Enfin, après le coucher du soleil, le moudir revient accompagné d’El Mokhtar, l’un des membres du Medjelès. Ils me disent que le Medjelès a été assemblé extraordinairement pendant toute l’après-midi, que l’on a vivement blâmé la conduite du cheikh et que l’on a conclu que, s’il n’y avait pas moyen d’arranger les choses autrement, le cheikh serait obligé à me céder sa maison pour le temps de mon séjour. Là-dessus, ils me prient de pardonner la conduite de Cheikh Ali. Ceci est une autre question. Je déclare que, comme homme, je lui pardonne volontiers, mais, comme représentant de mon gouvernement, je ne puis le faire aussi facilement, et que je demande mûre réflexion à ce sujet. Là-dessus ces messieurs se retirent après avoir pris le café.

J’ai reçu la visite d’un marchand de Ghadāmès, l’un de ceux qui prêtèrent de l’argent à Barth, à Kanō, lors de son retour de Tombouctou et au joli taux de 100 % au bout de quatre mois. Je lui fais des compliments sur sa libéralité, d’autant plus que l’argent qu’il prêtait était de l’argent anglais ; mais il me dit _qu’il avait calculé le profit que lui aurait rapporté cet argent mis en ivoire dans le même espace de temps_ et prêté son argent avec le même profit.

Les Targuiāt (les deux mêmes qu’hier) sont venues me voir, mais ne sont restées qu’un instant, elles m’ont apporté quelques lignes de Tefinagh.

J’ai tellement cru aujourd’hui qu’il allait se passer quelque chose, que j’ai fondu des balles de revolver.

[Note 246 : Pluriel de _gherâra_, sac en laine servant à contenir les objets chargés sur les chameaux. (O. H.)]

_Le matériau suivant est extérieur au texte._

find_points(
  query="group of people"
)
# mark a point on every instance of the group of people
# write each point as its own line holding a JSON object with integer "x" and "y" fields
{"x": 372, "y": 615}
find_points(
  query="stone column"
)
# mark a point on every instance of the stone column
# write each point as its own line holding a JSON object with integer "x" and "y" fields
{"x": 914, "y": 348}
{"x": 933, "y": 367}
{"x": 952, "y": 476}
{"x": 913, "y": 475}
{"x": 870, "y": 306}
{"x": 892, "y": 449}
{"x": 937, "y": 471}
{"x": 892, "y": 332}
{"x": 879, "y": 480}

[Note 247 : Nom pris par le baron de Krafft. Sur son séjour en Tripolitaine, voir _Mittheil. de Petermann_, 1861-1862, _passim_.]

[Note 248 : Ces dernières doivent être très peu nombreuses ; Mircher ne parle que de maisons à rez-de-chaussée et un étage (_Mission de Ghadāmès_, p. 100).]

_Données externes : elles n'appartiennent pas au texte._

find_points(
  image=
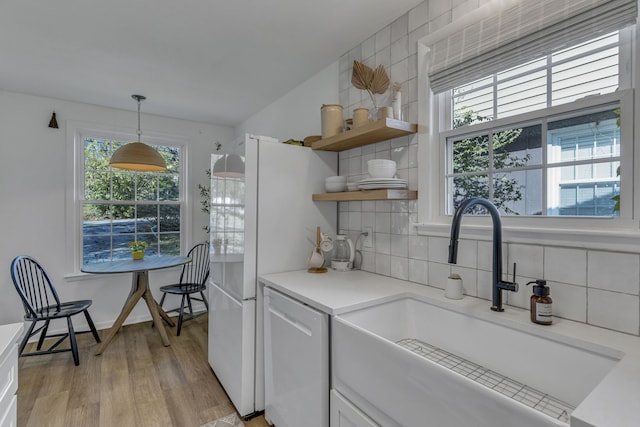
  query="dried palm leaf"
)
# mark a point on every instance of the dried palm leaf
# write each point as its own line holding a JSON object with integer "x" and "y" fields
{"x": 380, "y": 81}
{"x": 361, "y": 76}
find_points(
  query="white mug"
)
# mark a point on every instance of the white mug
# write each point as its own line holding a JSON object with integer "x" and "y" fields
{"x": 454, "y": 289}
{"x": 316, "y": 259}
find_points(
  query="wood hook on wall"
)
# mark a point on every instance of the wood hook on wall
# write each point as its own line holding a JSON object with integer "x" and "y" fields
{"x": 53, "y": 123}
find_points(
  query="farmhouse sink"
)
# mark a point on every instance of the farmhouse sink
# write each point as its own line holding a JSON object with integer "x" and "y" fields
{"x": 412, "y": 361}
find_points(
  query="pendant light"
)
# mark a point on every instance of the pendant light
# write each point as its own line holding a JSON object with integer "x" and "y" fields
{"x": 137, "y": 155}
{"x": 229, "y": 166}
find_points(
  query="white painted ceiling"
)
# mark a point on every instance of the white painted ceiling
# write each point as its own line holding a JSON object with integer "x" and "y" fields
{"x": 212, "y": 61}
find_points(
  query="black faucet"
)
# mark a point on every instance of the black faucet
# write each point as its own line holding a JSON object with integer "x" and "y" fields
{"x": 498, "y": 283}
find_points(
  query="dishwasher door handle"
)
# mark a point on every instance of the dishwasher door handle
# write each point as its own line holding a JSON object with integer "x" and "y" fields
{"x": 291, "y": 321}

[Note 249 : C’était le _cheikh el bled_, ou maire de la ville.]

[Note 250 : Draa désigne au Sahara, suivant les régions, tantôt le sorgho à grains noirs, tantôt le millet blanc à chandelles. Il s’agit probablement du dernier. (Cf. Catalogue Foureau, p. 15.)]

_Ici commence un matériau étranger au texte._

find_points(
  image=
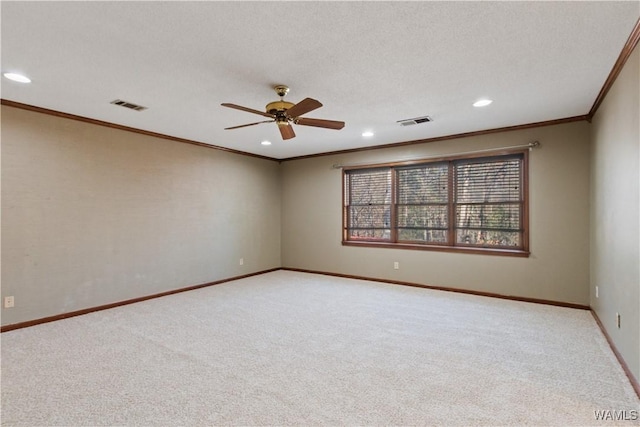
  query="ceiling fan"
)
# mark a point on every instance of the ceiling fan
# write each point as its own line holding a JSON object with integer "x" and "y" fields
{"x": 284, "y": 114}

[Note 251 : « Les idoles. » On sait qu’après avoir visité Djerma au Fezzân, Duveyrier a rapporté les Esnamen aux Garamantes. (_Les Touareg du Nord_, p. 251.) Vatonne se borne à les qualifier « d’affreuses ruines sans caractère et sans intérêt ». (_Mission de Ghadāmès_, p. 268.)]

[Note 252 : Ce quartier porte aussi un autre nom intéressant pour les origines : Beni-Mâzigh.]

[Note 253 : C’est-à-dire le dialecte berbère.]

[Note 254 : _Isaqqamaren_, vassaux des Kel-Rhela.]

[Note 255 : « Douanier ». (O. H.)]

[Note 256 : _Oulhi_, le cœur.]

[Note 257 : _Touraouen_, le poumon.]

[Note 258 : Inguelzam, Māsīn, points d’eau de la roule orientale de Ghât à Ghadāmes.]